Glace au céleri, gnocchis au café, anguille fumée à la violette: en récompensant le chef étoilé Laurent Lemal, de La Coopérative à Bélesta (Pyrénées-Orientales), le Bocuse d'or a salué l'audace d'une cuisine «sans limites».

«Je suis plus AC/DC que Jean-Jacques Goldman». Laurent Lemal est bien obligé de le reconnaître: quand on propose du chocolat au foin - une idée qui a fait froncer jusqu'aux sourcils de son épouse chef pâtissière -, on se taille vite une réputation d'anticonformiste des assiettes.

«Ma politique est de ne me fixer aucune limite», prévient-il dans un entretien à l'AFP.

C'est certainement cette fraîcheur qui a séduit les jurés du Bocuse d'or France qui, le 22 septembre, ont décerné au chef de 35 ans ce Graal de la gastronomie qui est également un sésame vers un concours encore plus prestigieux.

Avec ce trophée, Laurent Lemal représentera en effet la France aux Bocuse d'or Europe, en mai à Budapest.

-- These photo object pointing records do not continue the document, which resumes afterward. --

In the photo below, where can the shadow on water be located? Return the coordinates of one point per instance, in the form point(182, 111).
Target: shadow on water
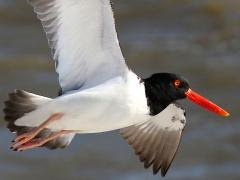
point(198, 39)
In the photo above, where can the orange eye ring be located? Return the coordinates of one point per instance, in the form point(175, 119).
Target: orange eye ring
point(177, 83)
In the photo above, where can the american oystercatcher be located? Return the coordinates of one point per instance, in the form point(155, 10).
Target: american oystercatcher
point(98, 91)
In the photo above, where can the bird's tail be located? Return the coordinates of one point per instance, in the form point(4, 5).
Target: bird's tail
point(20, 103)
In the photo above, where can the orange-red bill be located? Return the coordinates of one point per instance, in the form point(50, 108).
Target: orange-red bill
point(205, 103)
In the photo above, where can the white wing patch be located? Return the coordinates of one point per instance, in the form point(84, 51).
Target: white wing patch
point(83, 39)
point(156, 141)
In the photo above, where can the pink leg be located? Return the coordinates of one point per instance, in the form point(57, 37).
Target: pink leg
point(26, 137)
point(41, 141)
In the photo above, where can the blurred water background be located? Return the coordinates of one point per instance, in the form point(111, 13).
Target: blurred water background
point(198, 39)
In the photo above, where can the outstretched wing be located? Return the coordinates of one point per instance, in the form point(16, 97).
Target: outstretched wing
point(83, 40)
point(156, 141)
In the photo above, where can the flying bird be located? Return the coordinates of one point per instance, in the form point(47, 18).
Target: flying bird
point(99, 92)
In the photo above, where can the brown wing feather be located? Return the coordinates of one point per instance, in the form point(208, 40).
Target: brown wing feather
point(156, 143)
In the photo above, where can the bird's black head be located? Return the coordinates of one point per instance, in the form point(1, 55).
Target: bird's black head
point(163, 89)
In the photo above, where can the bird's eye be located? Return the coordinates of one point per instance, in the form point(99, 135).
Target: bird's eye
point(177, 83)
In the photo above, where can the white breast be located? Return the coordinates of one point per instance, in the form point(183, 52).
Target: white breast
point(115, 104)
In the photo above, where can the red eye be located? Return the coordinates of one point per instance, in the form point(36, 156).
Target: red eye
point(177, 83)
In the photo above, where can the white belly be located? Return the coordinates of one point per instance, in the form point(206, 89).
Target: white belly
point(113, 105)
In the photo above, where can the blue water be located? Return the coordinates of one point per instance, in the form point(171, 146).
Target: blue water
point(198, 39)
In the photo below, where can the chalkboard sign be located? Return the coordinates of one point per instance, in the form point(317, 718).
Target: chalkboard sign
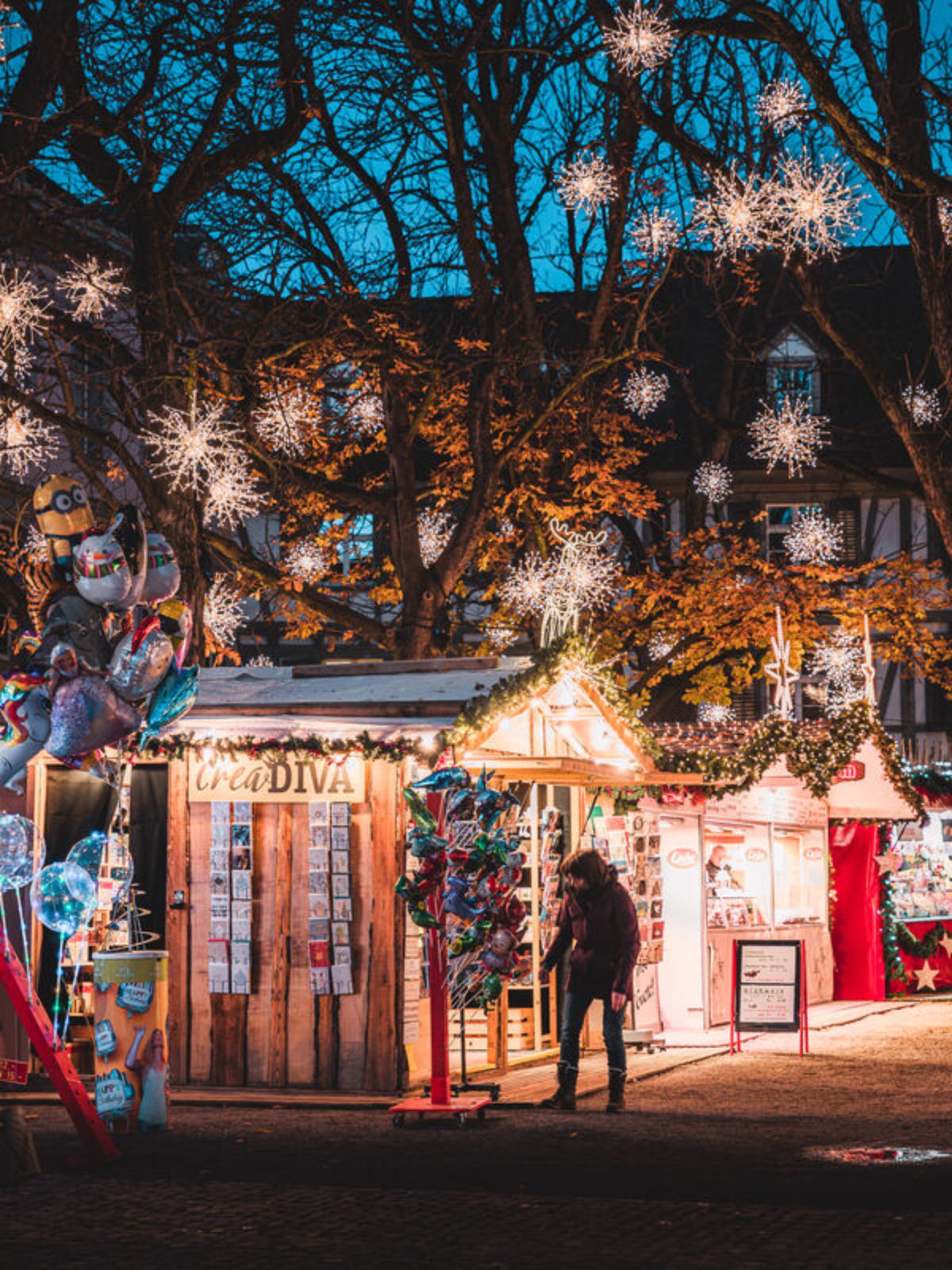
point(768, 986)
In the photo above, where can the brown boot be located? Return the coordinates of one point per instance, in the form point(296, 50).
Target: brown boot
point(564, 1098)
point(616, 1091)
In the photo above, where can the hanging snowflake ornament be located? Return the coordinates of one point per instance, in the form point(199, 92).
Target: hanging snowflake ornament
point(923, 404)
point(224, 615)
point(645, 391)
point(814, 209)
point(735, 214)
point(308, 560)
point(714, 482)
point(585, 184)
point(655, 234)
point(814, 539)
point(641, 40)
point(790, 433)
point(23, 308)
point(93, 289)
point(782, 106)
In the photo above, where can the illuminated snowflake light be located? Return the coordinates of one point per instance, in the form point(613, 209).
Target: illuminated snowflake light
point(655, 234)
point(92, 289)
point(641, 40)
point(283, 418)
point(194, 446)
point(735, 214)
point(782, 106)
point(923, 404)
point(436, 530)
point(714, 714)
point(224, 615)
point(714, 482)
point(585, 184)
point(814, 209)
point(814, 539)
point(308, 560)
point(526, 584)
point(22, 308)
point(789, 433)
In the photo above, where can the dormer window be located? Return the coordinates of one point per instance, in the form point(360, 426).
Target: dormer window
point(793, 368)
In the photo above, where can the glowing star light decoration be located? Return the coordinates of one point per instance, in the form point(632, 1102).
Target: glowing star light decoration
point(735, 214)
point(222, 611)
point(814, 539)
point(790, 433)
point(655, 234)
point(92, 289)
point(585, 184)
point(923, 404)
point(782, 106)
point(714, 482)
point(814, 209)
point(641, 40)
point(436, 530)
point(645, 391)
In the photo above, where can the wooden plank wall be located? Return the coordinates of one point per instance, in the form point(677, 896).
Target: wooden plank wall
point(281, 1034)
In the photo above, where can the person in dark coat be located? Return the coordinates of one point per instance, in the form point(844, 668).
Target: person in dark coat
point(598, 914)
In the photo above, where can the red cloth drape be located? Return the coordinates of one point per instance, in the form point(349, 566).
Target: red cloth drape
point(856, 927)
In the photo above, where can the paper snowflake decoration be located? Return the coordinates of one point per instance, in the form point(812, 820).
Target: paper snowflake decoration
point(655, 234)
point(585, 184)
point(814, 539)
point(224, 615)
point(645, 391)
point(641, 40)
point(27, 444)
point(790, 433)
point(232, 495)
point(92, 287)
point(308, 560)
point(735, 214)
point(283, 418)
point(782, 106)
point(436, 530)
point(714, 714)
point(23, 308)
point(923, 404)
point(526, 584)
point(194, 446)
point(714, 482)
point(814, 209)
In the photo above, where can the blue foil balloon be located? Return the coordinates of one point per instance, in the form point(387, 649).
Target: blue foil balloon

Puis, s'il se classe parmi les 12 premiers, il ira à la finale mondiale en janvier 2017 à Lyon qui est à la gastronomie ce que la Coupe du monde est au soccer.

«Il va falloir les étonner, les dinosaures qui vont nous juger». C'est justement ce que fait cet Ovni de la cuisine.

Dans son restaurant installé dans les anciennes presses du Domaine Riberach, une cave coopérative transformée en hôtel, les asperges se mangent en dessert, avec du sirop de sureau, tout comme la patate douce, agrémentée de mélisse persane.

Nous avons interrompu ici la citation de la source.